You Discover you’re Dating a Micromanager
I think there are a lot of different levels to this one. I myself am a bit of a micromanager. If left unchecked, I would probably micromanage the crap out of you.
I try to reign in this tendency of mine as much as I can toward my husband, because I know he’s not terribly fond of it. But I still catch myself occasionally instructing him in the most efficient way to load the dishwasher, or reminding him to un-bunch his dirty socks before throwing them in the laundry hamper.
He’s gotten used to it in the time we’ve been together, but I know some people who wouldn’t be able to stand it—which means they definitely wouldn’t be able to stand an even harder-care micromanager than me.
Case in point: A particular acquaintance of ours likes to try to plan out what her husband eats, what he does in his free time, and I can only imagine every aspect of their household in an even more controlling way than I do. Luckily for them, her husband doesn’t seem to mind.
But if this sounds like your worst nightmare, don’t assume that the hints of it you see now in your dating relationship will go away or lessen with time.

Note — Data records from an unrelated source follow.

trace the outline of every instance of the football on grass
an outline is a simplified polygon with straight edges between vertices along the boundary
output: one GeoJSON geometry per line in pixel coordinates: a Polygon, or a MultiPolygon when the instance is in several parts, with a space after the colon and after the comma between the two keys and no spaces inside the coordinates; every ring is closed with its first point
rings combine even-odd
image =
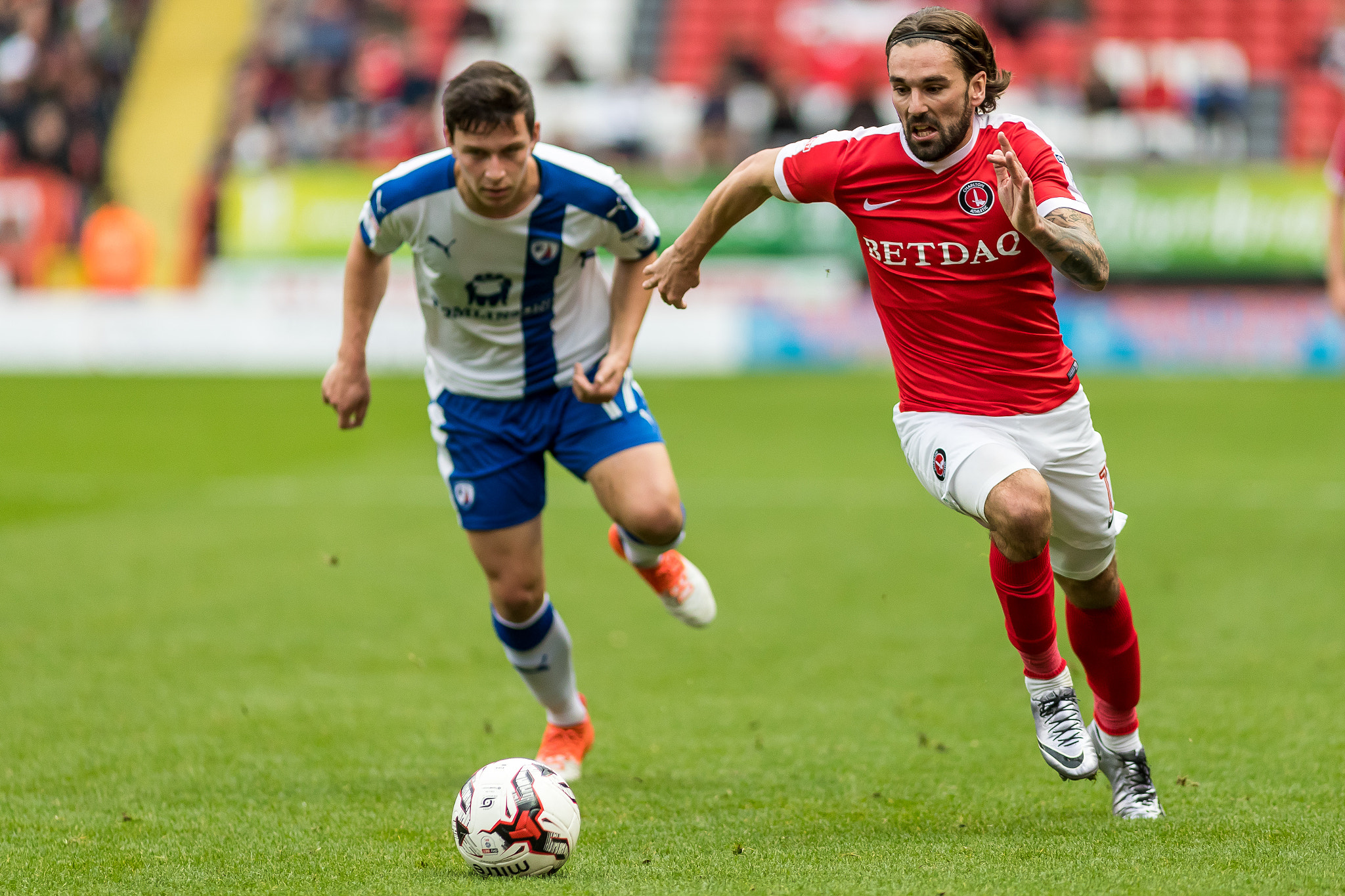
{"type": "Polygon", "coordinates": [[[453,803],[453,837],[480,875],[550,875],[580,840],[580,803],[546,766],[500,759],[463,785],[453,803]]]}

Different personality types go together naturally better than others do. If your significant others has micromanaging tendencies and being micromanaged is at all an issue for you, assess early on how much the two of you will be able to adapt for each other, before it’s too late and you end up with a spouse who drives you insane by planning your every move.

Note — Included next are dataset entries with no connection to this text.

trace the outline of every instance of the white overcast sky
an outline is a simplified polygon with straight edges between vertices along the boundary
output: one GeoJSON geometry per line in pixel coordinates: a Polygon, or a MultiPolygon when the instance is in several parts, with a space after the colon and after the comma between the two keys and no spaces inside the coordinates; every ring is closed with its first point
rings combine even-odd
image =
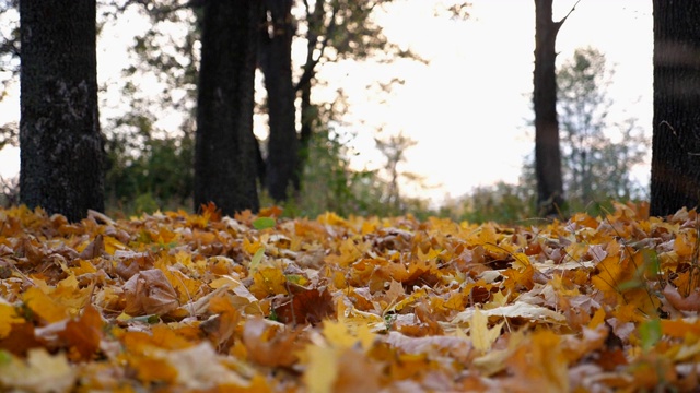
{"type": "MultiPolygon", "coordinates": [[[[467,21],[434,16],[439,2],[397,0],[377,16],[390,40],[410,47],[430,64],[399,61],[376,71],[326,64],[319,73],[349,95],[348,129],[358,135],[354,165],[381,165],[373,143],[377,128],[384,134],[404,132],[418,144],[408,151],[402,169],[424,176],[433,187],[415,192],[438,203],[477,186],[517,181],[523,157],[534,147],[527,119],[535,47],[534,0],[472,0],[467,21]],[[364,88],[377,75],[401,78],[406,84],[381,103],[364,88]]],[[[555,0],[555,20],[574,3],[555,0]]],[[[651,135],[652,1],[581,0],[559,33],[559,61],[585,46],[602,50],[616,66],[610,116],[635,117],[651,135]]],[[[114,78],[106,73],[119,70],[117,63],[126,66],[119,50],[98,50],[98,56],[101,80],[114,78]]],[[[5,98],[0,117],[19,117],[16,97],[5,98]]],[[[645,181],[648,170],[640,169],[645,181]]],[[[19,152],[1,151],[0,175],[18,171],[19,152]]]]}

You Have Radically Different Perspectives on Spending Money
I come from an extremely tight-fisted Swiss heritage. My dad and his immigrant parents have the mentality that you save your money. That’s it. You don’t spend money unless you have to. You save it for when you need it.

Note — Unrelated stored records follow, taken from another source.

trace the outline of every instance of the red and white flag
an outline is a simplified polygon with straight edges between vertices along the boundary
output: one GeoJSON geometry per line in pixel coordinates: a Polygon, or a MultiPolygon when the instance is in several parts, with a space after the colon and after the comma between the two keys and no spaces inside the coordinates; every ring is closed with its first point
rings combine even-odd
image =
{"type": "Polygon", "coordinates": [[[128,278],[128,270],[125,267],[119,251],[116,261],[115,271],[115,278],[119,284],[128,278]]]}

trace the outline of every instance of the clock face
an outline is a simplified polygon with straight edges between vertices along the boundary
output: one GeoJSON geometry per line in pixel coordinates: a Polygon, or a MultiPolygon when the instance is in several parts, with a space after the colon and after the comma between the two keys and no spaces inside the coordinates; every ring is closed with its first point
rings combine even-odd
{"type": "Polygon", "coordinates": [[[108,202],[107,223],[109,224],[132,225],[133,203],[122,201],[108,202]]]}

Whether it be from genetics or instilling, I’ve carried this mentality with me my whole life. But when my now-husband and I started preparing for marriage, things got a little complicated.
My husband was not raised this way at all. His family tends to treat money as something you enjoy when you have it, rather than merely being for your absolute necessities.
I remember as he and I went over a little packet of questions at our engaged encounter, we kind of hit a wall when it came to money discussions. We were just so very different in our mindsets.
But here we are, in a happy marriage despite those differences. Possibly, it’s because we’re actually kind of poor and have simply had to be on the same frugal page. But it’s also taken a lot of compromise and sacrificial love, once again almost entirely on my husband’s part (I found a really good one!).
I’ll be honest, though. I’ve seen or heard of a lot of other marriages becoming strained or worse over money issues. Being married to someone who just does not agree with the way you like to spend or not spend can be very hard.
So if you find yourself at odds with your significant other in the matter of spending, take it seriously. Talk about how set each of you are in your mentality and practices. And if it’s clear that one or both of you really can’t bend on the matter at all, it’s quite possible that you should consider it a dealbreaker.
Some differences really are silly, trivial little things that can be overcome with effort and love. But sometimes, the issue has the makings of a significant problem, and some serious discernment is in order to figure out if the two of you can actually make it in the long-run as a happy and holy couple.